最近19人の障碍者が殺害される事件がありました。犯人は、重い障碍者は生きていても意味がないという心の抑圧が、このような事件を引き起こしたのです。
色もそうです。ある一つの色が嫌だからといって、それを抹殺してしまうと、この宇宙に本来のスペクトルができなくなってしまうのです。
人間も、いろいろな側面を持っていますが、そのすべてを表現する必要はありませんが、すべての面が人間を存在させるには必要なのです。

この宇宙に、存在価値がないようなチリも必要なのです。同じように、この地球上には自然災害とか、戦争とかテロとか、残虐な殺人もありますが、あってもいいのです。あるべきなのです。それらがあっても宇宙はまったく変わりません。なぜならそれらを、宇宙が受け入れているからです。それらが、この宇宙を構成しているからです。それらが、いいとか悪いとか、不合理だとか判断するのは、人間の都合で決めたことです。

この宇宙を作っているタペストリーには、たった一つの網目が必要なのです。その何でもない一つの網目がないと、タペストリーは存在出来ないのです。
自然災害も人災も、たった一つの網目です。そのたった一つの網目が複雑に織りなされて、宇宙のタペストリーは出来上がっています。

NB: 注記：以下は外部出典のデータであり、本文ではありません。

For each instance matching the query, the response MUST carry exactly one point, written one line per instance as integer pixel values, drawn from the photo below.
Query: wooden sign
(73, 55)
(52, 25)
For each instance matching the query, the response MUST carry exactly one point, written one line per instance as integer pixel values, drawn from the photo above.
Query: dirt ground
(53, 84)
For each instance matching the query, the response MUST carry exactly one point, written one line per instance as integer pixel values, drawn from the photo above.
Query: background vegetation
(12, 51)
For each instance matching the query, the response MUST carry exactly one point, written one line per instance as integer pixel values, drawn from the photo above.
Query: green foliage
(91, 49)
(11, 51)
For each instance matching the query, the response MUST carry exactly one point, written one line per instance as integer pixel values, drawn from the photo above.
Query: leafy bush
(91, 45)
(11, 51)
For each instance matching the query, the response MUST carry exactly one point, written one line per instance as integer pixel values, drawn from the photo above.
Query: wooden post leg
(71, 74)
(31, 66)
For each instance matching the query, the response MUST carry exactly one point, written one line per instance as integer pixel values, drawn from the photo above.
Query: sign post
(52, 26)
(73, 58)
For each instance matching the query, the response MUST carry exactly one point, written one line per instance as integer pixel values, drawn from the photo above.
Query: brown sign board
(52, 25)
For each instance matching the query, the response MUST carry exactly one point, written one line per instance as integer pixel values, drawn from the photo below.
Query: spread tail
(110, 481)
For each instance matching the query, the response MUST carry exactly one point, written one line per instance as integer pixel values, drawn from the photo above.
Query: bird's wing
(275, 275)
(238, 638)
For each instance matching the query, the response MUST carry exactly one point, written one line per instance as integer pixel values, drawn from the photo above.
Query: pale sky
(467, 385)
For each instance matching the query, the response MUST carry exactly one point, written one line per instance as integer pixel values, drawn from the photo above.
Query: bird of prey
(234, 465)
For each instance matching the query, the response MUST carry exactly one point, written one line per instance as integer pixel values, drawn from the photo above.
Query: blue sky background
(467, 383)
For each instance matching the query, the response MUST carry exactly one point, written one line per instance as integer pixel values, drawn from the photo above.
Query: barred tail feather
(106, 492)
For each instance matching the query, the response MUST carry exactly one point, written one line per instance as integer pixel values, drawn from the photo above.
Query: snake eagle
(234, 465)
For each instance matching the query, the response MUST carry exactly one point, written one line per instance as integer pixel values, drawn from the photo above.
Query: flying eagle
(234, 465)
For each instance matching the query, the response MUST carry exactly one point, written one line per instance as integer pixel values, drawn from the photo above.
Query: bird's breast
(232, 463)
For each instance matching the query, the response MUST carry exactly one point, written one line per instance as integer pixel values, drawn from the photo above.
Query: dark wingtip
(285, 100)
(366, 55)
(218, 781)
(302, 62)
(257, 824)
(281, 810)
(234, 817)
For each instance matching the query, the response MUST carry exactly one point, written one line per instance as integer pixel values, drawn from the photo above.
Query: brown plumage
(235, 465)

このように考えると、自然災害も人災も、根本的に一緒なのです。
まさに「本来清浄涅槃」なのです。

これが理解できると、私たちの生き方も分かってきます。
私たちは、自己のよい面にフォーカスして、生きればいいのです。できれば、日々、宇宙が進歩向上しているように、崇高な自分にフォーカスして、日々、進歩向上して生きればいいのです。

そうして、今生で出来るところまで生きればいいのです。このような生き方が、心を深める生き方なのです。